An elderly Karachiite may need a care provider. Their children are willing to pay for nurse or ayah to look after their parents, but if a person does not have children or children who does not earn high salaries and thus have not enough money to pay the high wages of care providers? The Senior Citizen Bill does not envision facilities like community care service providers who are paid by the government to take care of the elderly. Another problem for city-dwelling senior citizens is the daily meal. Who is to cook it? Who will buy the ingredients? And again, what can one afford on reduced income? This is actually a worldwide problem of elderly living in cities.
They not only may need nursing care but also someone to cook their daily meal- for free. Otherwise they tend to live on such things as junk foods especially three-minute noodles which have little nutritional value but are easily prepared. In the UK you have social workers who prepare hot meals for senior citizens at a token price. But even this is available only in few leading cities like London.
It is, therefore, not surprising that independent city elders eat less and many of their health problems stem from poor nutrition, leading to weight loss. Their attitude is not different from young girls and women who deliberately eat less to lose weight and suffer from the disorder called anorexia nervosa. The young females do it to look fashionably thin; the elderly don't want to tell the whole world they eat less: they don't want pity.
The loss of dignity is a big issue with the elderly city folk.
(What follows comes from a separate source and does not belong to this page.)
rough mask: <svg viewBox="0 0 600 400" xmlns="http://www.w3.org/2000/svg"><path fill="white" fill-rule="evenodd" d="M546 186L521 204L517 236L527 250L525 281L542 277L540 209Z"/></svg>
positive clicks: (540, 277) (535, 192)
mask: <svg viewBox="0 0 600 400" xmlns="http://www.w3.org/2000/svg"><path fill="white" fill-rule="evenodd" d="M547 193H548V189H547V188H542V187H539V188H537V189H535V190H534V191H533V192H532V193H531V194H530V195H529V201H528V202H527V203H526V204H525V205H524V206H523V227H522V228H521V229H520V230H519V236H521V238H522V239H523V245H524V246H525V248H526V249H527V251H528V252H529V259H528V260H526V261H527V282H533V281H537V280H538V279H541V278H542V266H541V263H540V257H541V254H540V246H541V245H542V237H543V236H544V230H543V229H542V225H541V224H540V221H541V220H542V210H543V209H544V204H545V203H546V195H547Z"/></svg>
After retirement they feel like they have become irrelevant. They miss their career routine, they feel their life is meaningless. This is a problem typical of the urban old people. They have experience which can be used but no such concept was included in the Senior Citizen Bill. I recently saw a film "Experience never gets old" starring Robert De Niro as a 70-year old widower Ben Whittaker who is retired and misses his nine-to-five job. An online fashion site advertises for senior workers. It is a clerical job much below his old job as CEO of a telephone directory firm. The pay as an intern computer operator is nothing worth or worthy of him. But he is happy and his life is back on track. Our old people too can do something. May be all firms should employ retirees; their experience counts.